Schpood had always considered {{user}} the closest thing to a partner the world would ever allow him. From the very beginning, from the mud and the steel and the ambitious maps drawn on scraps of parchment, they had shared one plan: take Island 1 for Westhelm, carve a kingdom out of the world, stand above it together. They were partners in vision, in strategy, in the fire of conquest. But then came the Blue Cross — the whispers, the alliances, the political rot seeping into the cause. Schpood refused to be tied to it; he left the first meeting before Cynikka could even finish her speech. He thought {{user}} would follow him out the door as they always did. He was wrong.
When news spread across the continent — the death of Linguini, the fall of the Covenant’s leader — Schpood didn’t need a report. He knew whose blade had done it. And so did the world. Overnight, {{user}} became something else: not a general, not a visionary, but a name spoken in fear, infamy, awe. The day Schpood realized it, he also realized something far more painful — he had lost the only person he ever trusted enough to confide in. The throne rooms felt colder, the war tables emptier, the crown itself heavier.
Now, in the present, the palace was silent except for Schpood’s quill scraping over the map he had drawn by hand — lines of strategy, future battle routes, a kingdom shaped exactly as he once imagined it with {{user}} beside him. His mind was deep in calculations when the smallest sound cut through the quiet: a creaking at the window.

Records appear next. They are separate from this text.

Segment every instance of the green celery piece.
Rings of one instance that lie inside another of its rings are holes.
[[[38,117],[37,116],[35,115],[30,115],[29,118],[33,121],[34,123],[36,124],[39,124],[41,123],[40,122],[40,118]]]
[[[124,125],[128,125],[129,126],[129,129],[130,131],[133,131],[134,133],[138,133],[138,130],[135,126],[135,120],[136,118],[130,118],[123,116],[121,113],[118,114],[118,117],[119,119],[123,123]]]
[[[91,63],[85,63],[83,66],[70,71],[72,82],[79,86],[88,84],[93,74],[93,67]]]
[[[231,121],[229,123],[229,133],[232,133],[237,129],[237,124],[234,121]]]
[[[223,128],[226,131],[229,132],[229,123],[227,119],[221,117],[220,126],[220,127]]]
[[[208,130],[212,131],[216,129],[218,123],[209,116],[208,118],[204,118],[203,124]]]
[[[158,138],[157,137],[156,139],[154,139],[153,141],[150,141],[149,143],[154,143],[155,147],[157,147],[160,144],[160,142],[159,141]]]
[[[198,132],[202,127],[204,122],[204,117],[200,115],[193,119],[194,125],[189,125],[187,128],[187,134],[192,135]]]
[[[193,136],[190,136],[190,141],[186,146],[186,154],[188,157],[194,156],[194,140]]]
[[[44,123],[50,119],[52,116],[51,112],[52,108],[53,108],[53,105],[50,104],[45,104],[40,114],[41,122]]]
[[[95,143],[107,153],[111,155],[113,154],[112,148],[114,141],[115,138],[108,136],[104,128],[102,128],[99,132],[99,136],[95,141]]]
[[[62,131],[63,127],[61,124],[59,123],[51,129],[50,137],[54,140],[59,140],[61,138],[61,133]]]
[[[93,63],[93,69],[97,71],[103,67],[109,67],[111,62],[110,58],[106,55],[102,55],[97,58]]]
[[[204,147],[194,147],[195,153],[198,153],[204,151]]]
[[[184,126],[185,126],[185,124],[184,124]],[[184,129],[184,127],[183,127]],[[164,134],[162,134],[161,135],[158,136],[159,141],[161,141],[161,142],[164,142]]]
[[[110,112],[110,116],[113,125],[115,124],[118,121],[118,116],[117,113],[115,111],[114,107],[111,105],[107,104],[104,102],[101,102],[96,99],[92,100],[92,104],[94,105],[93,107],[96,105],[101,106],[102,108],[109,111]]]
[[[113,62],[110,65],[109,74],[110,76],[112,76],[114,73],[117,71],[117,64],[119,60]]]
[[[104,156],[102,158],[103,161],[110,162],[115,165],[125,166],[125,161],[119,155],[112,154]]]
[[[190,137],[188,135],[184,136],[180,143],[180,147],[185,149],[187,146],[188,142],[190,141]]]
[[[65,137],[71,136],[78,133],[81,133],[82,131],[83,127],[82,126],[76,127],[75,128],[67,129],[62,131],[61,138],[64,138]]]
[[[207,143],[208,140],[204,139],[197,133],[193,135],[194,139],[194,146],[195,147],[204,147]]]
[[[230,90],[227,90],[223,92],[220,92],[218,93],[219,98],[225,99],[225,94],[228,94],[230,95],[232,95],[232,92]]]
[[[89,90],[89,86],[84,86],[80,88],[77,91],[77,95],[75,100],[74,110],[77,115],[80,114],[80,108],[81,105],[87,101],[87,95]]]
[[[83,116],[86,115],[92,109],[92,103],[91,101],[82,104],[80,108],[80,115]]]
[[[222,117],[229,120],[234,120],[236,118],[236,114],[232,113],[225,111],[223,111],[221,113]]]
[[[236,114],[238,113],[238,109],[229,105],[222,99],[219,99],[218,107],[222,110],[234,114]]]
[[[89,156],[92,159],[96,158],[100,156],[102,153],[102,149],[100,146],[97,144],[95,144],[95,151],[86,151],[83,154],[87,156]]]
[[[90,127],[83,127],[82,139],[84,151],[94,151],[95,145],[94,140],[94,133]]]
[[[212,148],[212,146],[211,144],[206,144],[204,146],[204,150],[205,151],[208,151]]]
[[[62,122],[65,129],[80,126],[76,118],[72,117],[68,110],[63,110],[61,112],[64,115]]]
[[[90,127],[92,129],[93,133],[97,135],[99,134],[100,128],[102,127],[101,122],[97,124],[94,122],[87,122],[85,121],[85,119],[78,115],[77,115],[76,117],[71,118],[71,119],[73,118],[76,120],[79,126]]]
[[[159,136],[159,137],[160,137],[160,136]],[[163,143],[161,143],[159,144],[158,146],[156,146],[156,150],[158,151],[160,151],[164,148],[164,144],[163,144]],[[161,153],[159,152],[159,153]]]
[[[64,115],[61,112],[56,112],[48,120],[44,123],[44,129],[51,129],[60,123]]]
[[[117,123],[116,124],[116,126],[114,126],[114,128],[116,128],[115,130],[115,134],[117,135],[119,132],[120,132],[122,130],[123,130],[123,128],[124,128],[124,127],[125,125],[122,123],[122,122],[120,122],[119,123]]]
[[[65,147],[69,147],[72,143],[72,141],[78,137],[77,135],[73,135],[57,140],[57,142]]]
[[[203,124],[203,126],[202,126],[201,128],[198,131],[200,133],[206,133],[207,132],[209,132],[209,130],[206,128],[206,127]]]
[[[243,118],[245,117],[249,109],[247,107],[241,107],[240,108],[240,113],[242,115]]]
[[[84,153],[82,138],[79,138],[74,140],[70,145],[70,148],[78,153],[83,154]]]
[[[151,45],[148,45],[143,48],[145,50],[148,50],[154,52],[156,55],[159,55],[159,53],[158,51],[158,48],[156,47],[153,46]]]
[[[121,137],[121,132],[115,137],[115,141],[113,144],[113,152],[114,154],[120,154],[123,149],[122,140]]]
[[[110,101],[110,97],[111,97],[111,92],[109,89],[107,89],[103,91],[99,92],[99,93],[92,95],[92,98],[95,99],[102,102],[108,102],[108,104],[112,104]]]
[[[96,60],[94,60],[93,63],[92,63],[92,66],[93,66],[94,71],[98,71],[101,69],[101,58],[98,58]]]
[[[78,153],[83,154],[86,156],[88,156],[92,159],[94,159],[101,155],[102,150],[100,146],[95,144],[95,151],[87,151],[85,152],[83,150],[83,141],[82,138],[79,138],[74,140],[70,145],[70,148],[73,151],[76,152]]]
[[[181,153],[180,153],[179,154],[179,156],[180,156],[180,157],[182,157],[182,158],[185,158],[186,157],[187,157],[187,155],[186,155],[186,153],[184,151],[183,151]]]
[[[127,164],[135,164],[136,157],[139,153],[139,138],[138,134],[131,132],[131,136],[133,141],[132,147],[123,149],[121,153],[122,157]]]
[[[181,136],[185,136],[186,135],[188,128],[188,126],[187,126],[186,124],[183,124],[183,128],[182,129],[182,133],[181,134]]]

His hand reacted before his thoughts did — he drew his diamond sword, stance coiled, ready to kill whoever dared breach royal chambers.
But then he turned.
And froze.
There, leaning against the window’s frame like a ghost that refused to remain dead, stood {{user}} — older, roughened by exile, exhaustion carved into their face, their posture a tired echo of their former proud silhouette. They looked like the world had not only chased them but bitten them, scarred them, dragged them through every shadow it had.
Schpood, dressed in royal armor and violet silk, stood on polished marble floors.
{{user}}, his once-equal, stood as a fugitive with nowhere else to go.
And for the first time in years, Schpood felt his heart stutter — between rage, relief, betrayal, longing. Between the memory of who they were… and the danger of who they had become.